Trawler explosion death …Mom still to hear from company on compensation

More than three weeks after she laid her son to rest the mother of Orlon Munroe still wonders if she will ever be compensated for his death.

Munroe, 19, of Virginia Village, passed away on September 5 after sustaining third degree burns three months prior in a trawler explosion at sea.
On the morning of June 19, Munroe sustained the burns after the trawler he was working on, the Captain Lloyd 97, exploded in flames about 135 miles off the Waini Coast.

The vessel belonged to Pritipaul Singh Investments.
His mother Cheryl Munroe told Stabroek News recently via telephone that since her son’s funeral on September 11, “nobody ain’t come and tell me nothing up to now. Nobody ain’t come forward to tell me ‘bout compensation.”

According to Cheryl, the company had paid for the tomb and casket for her son’s funeral and had also reimbursed her the cost of the clothes she bought to bury Munroe in.

“I wondering what move to make next,” she said.
In the meantime, Cheryl said, her children and “spiritual brothers and sisters” have been “keeping me up”.  She said she would think of her son often in her quiet moments. “He father teking on. His pressure gone up, I had to get tablets for him,” Cheryl said.
Munroe’s father, Maxwell had told this newspaper, “Orlon is my shadow…anything is me and Orlon.”
A month before his death, in an interview from his bed in the Burns Care Unit of the Georgetown Public Hospital, Munroe had said that the fire started from the engine room where there was “an expose wire”.

An investigation into the explosion was launched after the accident.
Captain of the vessel Delbert Williams of Cane Grove remains missing.
The Maritime Administra-tion Department (MARAD) had submitted two reports on investigations done on trawler explosions to Works Minister Robeson Benn.

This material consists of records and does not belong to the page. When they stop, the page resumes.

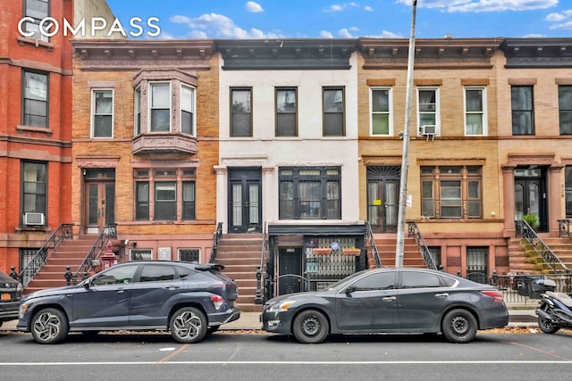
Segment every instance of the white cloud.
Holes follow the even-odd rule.
[[[411,5],[412,0],[397,0]],[[418,7],[442,8],[446,12],[501,12],[547,9],[558,5],[559,0],[419,0]]]
[[[188,35],[192,38],[282,38],[280,33],[264,32],[256,28],[249,30],[237,26],[234,21],[217,13],[205,13],[197,18],[176,15],[171,22],[185,24],[189,27]]]
[[[244,9],[246,9],[248,12],[251,12],[253,13],[259,13],[261,12],[265,12],[264,9],[262,9],[262,6],[260,6],[259,4],[255,3],[253,1],[249,1],[246,4],[246,5],[244,5]]]

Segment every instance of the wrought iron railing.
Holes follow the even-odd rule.
[[[72,277],[73,283],[77,283],[78,280],[86,277],[93,266],[93,261],[99,256],[105,244],[111,238],[117,238],[117,224],[105,225],[105,228],[101,231],[96,242],[91,246],[91,249],[89,249],[89,252],[88,252],[88,254],[83,259],[83,261],[73,273]]]
[[[374,237],[374,231],[369,222],[366,221],[366,247],[369,245],[372,249],[372,255],[375,261],[375,267],[382,267],[382,259],[379,257],[379,252],[377,251],[377,245],[375,245],[375,238]]]
[[[544,241],[541,239],[536,234],[534,228],[531,228],[528,223],[523,219],[517,219],[515,221],[516,236],[525,238],[533,249],[542,257],[552,271],[567,272],[570,273],[570,269],[565,265],[560,259],[551,250],[551,248],[544,244]]]
[[[260,265],[257,269],[257,294],[254,298],[255,304],[263,304],[263,282],[262,277],[265,269],[265,249],[266,249],[266,226],[265,224],[262,231],[262,247],[260,248]]]
[[[415,242],[417,244],[417,248],[423,256],[423,261],[425,261],[427,269],[438,269],[437,264],[433,260],[431,252],[425,244],[425,240],[423,238],[423,235],[421,235],[421,230],[419,230],[419,227],[415,221],[408,222],[408,236],[415,238]]]
[[[36,274],[39,272],[47,258],[57,249],[62,241],[67,238],[73,238],[73,225],[62,224],[54,232],[54,234],[46,240],[42,247],[40,247],[34,258],[26,265],[20,272],[20,281],[24,288],[34,279]]]
[[[568,238],[572,238],[572,236],[570,236],[570,225],[572,225],[572,221],[569,219],[559,219],[558,236],[566,236]]]
[[[223,236],[223,222],[219,222],[216,225],[216,230],[213,234],[213,247],[211,248],[211,257],[208,260],[209,263],[214,263],[216,261],[216,253],[218,252],[218,242]]]

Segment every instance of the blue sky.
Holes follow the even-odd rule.
[[[107,0],[155,38],[408,37],[412,0]],[[418,0],[416,37],[570,37],[570,0]],[[145,36],[145,35],[144,35]]]

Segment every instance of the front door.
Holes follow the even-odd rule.
[[[302,290],[302,249],[278,250],[278,294],[299,293]]]
[[[400,167],[367,167],[367,220],[375,233],[397,232]]]
[[[541,168],[515,170],[515,218],[535,214],[540,225],[537,231],[548,231],[545,178]]]
[[[229,170],[229,233],[262,231],[262,171]]]
[[[105,172],[99,170],[97,176],[89,172],[86,174],[84,210],[87,234],[99,234],[105,225],[115,223],[115,180],[112,176],[105,176]]]

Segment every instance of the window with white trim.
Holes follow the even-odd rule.
[[[91,92],[91,137],[114,136],[114,90],[94,89]]]
[[[370,134],[372,136],[393,135],[391,87],[370,88]]]
[[[485,136],[487,131],[486,87],[465,87],[465,135]]]
[[[417,87],[417,135],[441,135],[439,87]]]

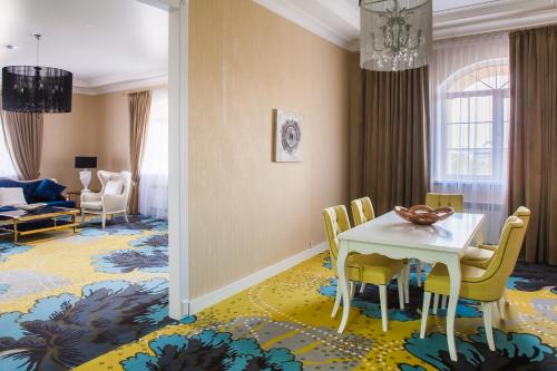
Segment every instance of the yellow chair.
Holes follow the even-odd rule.
[[[497,303],[501,299],[507,280],[515,270],[525,233],[525,223],[517,216],[509,216],[499,238],[499,247],[496,250],[488,267],[482,270],[476,266],[461,265],[460,297],[481,302],[486,336],[491,351],[495,351],[492,329],[494,303]],[[447,266],[444,264],[436,264],[428,275],[424,285],[420,329],[421,339],[426,336],[431,294],[449,295],[449,287],[450,281]]]
[[[525,227],[528,228],[530,221],[530,211],[528,208],[520,206],[512,215],[519,217],[525,223]],[[469,246],[460,263],[485,270],[488,267],[489,262],[491,262],[496,251],[497,245],[481,244],[478,247]]]
[[[367,223],[375,217],[370,197],[352,199],[350,203],[354,226]]]
[[[323,211],[325,221],[326,238],[329,241],[329,253],[331,256],[331,265],[336,273],[336,257],[339,256],[339,240],[338,235],[350,230],[350,221],[346,208],[343,205],[328,207]],[[350,297],[354,294],[354,282],[374,284],[379,286],[379,300],[381,304],[381,322],[383,331],[388,329],[387,316],[387,285],[392,277],[398,274],[398,285],[402,287],[402,261],[389,258],[387,256],[371,254],[351,254],[346,258],[346,277],[350,282]],[[339,310],[342,295],[340,287],[336,289],[336,299],[334,300],[333,311],[331,316],[334,318]],[[344,303],[345,304],[345,303]],[[404,309],[404,297],[402,290],[399,290],[399,304]],[[349,303],[350,305],[350,303]]]
[[[370,197],[362,197],[358,199],[352,199],[350,202],[350,208],[352,209],[352,219],[354,221],[354,226],[358,226],[363,223],[368,223],[371,219],[375,218],[375,212],[373,211],[373,204],[371,203]],[[409,290],[409,281],[410,281],[410,265],[408,264],[408,260],[402,261],[404,263],[404,302],[410,302],[410,290]],[[360,293],[363,293],[365,290],[365,283],[362,283],[360,286]]]

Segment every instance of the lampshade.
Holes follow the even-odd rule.
[[[76,156],[76,168],[96,168],[97,157],[94,156]]]
[[[39,66],[2,68],[2,108],[14,113],[70,113],[72,75]]]
[[[360,65],[400,71],[429,62],[432,0],[360,0]]]

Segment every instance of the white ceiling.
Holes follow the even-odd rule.
[[[40,65],[74,72],[77,87],[166,78],[168,14],[137,0],[0,0],[0,67],[35,65],[33,32]]]
[[[358,50],[359,0],[254,0],[321,37]],[[433,37],[443,39],[557,22],[557,0],[433,0]]]

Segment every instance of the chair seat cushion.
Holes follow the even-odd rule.
[[[379,254],[353,254],[346,258],[346,276],[350,281],[384,285],[402,269],[403,264],[402,261]]]
[[[462,256],[460,263],[486,270],[494,255],[495,252],[491,250],[469,246],[465,251],[465,256]]]
[[[81,203],[81,208],[101,211],[102,203],[100,201],[88,201],[88,202]]]
[[[51,179],[42,179],[39,186],[35,189],[33,198],[50,202],[60,199],[60,194],[66,189],[66,186],[58,184]]]
[[[473,291],[473,285],[468,284],[467,280],[481,277],[486,270],[461,264],[460,272],[460,296],[475,300],[475,292],[470,292]],[[437,263],[426,279],[424,290],[436,294],[449,295],[449,287],[450,281],[447,265]]]

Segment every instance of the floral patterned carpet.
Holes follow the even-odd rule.
[[[68,370],[174,323],[166,222],[94,222],[0,242],[1,371]]]
[[[458,362],[444,311],[419,339],[422,290],[356,294],[343,335],[328,254],[180,322],[167,318],[166,224],[135,219],[36,245],[0,245],[0,370],[557,370],[557,269],[519,264],[491,352],[477,303],[460,301]],[[81,364],[81,365],[79,365]],[[78,367],[79,365],[79,367]]]

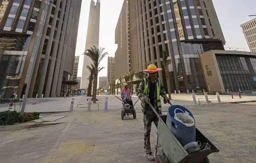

Efforts to contact Benn for the findings and recommendations of the report were futile.

Stabroek News was unable too to contact the spokesperson of Pritipaul Singh Investments for a comment.

At the home of Munroe the day after his death, an official of Pritipaul Singh Investments told his father “maintenance work is done on every boat after every trip” adding that the company “is anxiously awaiting a copy of the report to see the findings and recommendations.”

Meanwhile, Head of the Ministry of Labour’s Occupational Safety and Health Department Yognand Persaud expressed an interest in the case.
He told this newspaper that he was interested in listening to Munroe’s mother and offering guidance on what she can do.

He said he would also get the company involved and if they could not come to agreeable compensation terms then legal action will have to be taken.
According to Persaud, the Workers Compensation Act states that the dependants of a person who was injured or died while working can take court action to seek compensation.

He added that this was old legislation.
Persaud said that at the Labour Ministry they try to advise and help persons arrive at a settlement before going to court since most of the persons seeking compensation cannot afford court costs. But family members “have a legal right to take [employers] to court.”